« S’il vous plaît… ne me faites pas mal… ça fait déjà mal ! »

— supplia la domestique enceinte. Mais ce que le milliardaire fit ensuite… personne ne s’y attendait.
Le hall principal du manoir à Angra dos Reis était bondé.
Le dîner de gala caritatif de l’année rassemblait des hommes d’affaires, des politiciens et des célébrités.
Sous l’éclat des lustres en cristal, les verres tintaient et les rires résonnaient — jusqu’à ce qu’un son différent tranche l’air.
Crash !
Les verres se brisèrent sur le sol. Le silence fut immédiat.
Amara, la jeune employée chargée du service, resta immobile.
Son corps épuisé, son ventre déjà bien visible et ses mains tremblantes le trahissaient : elle avait travaillé pendant des heures, et la fatigue se faisait sentir.
Avant qu’elle ne puisse s’excuser, une voix froide résonna dans le hall :
— « Inutile ! » — cria Véronique, la fiancée du milliardaire propriétaire de la maison.
— « Je disais à Hunter que c’était une erreur d’engager quelqu’un comme toi ! »
Elle traversa la salle d’un pas ferme, sa robe noire scintillant sous les lumières, et s’arrêta devant Amara, tombée parmi les éclats de verre.
— « Regarde ce que tu as fait ! Tu ne sais même pas servir ! »
Amara porta sa main sur son ventre, essayant de se protéger.
— « S’il vous plaît… ne me frappez pas… ça fait déjà mal… »
Sa supplique sortit faible, presque un murmure.
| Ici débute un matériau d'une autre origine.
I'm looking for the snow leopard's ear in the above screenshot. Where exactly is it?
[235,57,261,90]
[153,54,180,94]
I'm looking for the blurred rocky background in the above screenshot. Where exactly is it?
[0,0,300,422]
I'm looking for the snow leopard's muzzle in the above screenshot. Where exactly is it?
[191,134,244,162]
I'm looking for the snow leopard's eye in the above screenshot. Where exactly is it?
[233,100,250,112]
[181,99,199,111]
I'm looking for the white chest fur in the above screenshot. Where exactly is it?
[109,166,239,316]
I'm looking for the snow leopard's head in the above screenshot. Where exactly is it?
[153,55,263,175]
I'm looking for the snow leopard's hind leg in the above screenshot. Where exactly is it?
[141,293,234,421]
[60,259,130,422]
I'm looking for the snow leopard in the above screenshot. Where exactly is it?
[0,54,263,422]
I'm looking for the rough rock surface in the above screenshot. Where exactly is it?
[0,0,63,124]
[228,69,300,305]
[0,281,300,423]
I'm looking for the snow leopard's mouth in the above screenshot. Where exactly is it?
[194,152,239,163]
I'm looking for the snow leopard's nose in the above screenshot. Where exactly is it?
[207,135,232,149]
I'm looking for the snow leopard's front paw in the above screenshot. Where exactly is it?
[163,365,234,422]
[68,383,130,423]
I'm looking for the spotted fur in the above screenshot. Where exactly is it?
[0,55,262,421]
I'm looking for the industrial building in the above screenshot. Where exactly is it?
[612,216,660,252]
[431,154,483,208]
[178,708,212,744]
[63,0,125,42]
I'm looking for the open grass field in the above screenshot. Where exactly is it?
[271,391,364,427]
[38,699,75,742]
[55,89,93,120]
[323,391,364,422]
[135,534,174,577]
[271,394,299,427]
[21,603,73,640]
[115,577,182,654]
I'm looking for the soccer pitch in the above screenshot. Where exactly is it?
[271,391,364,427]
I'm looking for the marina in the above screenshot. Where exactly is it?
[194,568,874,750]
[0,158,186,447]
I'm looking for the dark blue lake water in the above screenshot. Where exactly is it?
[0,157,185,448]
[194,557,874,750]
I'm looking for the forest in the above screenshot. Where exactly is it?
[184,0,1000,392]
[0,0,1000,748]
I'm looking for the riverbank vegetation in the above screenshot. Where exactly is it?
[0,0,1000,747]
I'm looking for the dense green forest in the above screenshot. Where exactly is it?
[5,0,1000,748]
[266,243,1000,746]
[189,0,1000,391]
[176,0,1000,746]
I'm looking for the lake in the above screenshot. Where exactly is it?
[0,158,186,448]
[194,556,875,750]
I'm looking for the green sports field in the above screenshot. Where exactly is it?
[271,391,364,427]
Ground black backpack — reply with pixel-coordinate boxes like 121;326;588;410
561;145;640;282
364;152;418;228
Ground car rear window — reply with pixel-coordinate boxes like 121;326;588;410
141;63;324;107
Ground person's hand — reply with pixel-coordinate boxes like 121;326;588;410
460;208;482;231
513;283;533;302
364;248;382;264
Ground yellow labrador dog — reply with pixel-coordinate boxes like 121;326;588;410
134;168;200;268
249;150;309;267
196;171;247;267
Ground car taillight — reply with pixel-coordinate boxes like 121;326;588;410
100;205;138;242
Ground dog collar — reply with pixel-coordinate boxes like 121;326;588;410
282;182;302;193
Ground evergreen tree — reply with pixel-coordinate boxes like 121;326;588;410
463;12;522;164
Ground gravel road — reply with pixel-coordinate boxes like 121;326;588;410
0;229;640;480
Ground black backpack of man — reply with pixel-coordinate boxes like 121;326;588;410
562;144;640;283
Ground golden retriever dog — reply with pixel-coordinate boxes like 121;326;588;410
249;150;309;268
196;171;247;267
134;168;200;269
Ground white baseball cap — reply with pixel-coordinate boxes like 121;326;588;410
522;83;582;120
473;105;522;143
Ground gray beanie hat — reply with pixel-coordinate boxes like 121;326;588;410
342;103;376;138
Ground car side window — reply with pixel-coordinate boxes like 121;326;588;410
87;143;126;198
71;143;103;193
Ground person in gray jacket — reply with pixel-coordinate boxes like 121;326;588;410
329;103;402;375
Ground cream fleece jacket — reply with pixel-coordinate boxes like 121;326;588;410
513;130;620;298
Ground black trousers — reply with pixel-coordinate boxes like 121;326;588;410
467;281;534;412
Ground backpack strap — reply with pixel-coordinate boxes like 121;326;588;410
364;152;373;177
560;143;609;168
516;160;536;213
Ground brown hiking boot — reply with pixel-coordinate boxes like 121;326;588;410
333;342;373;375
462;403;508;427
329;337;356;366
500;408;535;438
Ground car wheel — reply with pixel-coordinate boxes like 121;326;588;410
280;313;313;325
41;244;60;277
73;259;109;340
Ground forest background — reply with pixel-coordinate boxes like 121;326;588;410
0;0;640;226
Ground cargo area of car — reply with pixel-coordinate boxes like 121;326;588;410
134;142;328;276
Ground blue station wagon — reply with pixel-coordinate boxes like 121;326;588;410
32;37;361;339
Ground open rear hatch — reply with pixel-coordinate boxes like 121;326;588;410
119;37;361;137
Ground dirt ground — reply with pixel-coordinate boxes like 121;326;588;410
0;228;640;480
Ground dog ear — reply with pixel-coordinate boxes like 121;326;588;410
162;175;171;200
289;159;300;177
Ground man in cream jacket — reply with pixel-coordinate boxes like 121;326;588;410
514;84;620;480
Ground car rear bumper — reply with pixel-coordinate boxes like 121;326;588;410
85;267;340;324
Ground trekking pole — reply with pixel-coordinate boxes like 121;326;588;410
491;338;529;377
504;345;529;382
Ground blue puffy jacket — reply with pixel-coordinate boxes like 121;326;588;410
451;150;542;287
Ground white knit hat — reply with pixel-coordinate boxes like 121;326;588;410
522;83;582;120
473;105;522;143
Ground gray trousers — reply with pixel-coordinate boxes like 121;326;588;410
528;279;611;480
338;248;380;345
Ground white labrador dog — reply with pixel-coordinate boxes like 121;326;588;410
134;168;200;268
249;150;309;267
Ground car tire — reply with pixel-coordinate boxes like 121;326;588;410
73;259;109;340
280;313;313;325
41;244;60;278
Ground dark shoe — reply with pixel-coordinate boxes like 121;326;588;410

Mais Véronique fit un pas en avant, son talon touchant la jambe de la jeune femme.
Toute la salle retint son souffle.
Hunter Cross, le milliardaire, se leva lentement.
Ses yeux ne montraient pas de colère — mais quelque chose de pire : la déception.
Il marcha jusqu’au centre du hall, s’arrêta à côté des deux femmes et dit simplement :
— « Assez, Véronique. »
Elle se retourna, surprise.
— « Quoi ? »
— « Tu es renvoyée. Sors de ma maison. Maintenant. »
Le silence fut total.
Personne n’osa bouger.
Véronique rit, pensant que c’était une blague.
Mais lorsque Hunter fit appeler ses gardes, le rire mourut dans l’air.
La femme la plus redoutée de la haute société fut escortée jusqu’à la porte — tandis qu’Amara, encore tremblante, était aidée à se relever.
— « Viens avec moi », dit-il d’une voix basse. « Tu as besoin d’un médecin… et d’un endroit sûr. »
Cette nuit-là, qui avait commencé par l’humiliation et la peur, se termina par une promesse silencieuse et un secret capable de changer le destin de tous les deux.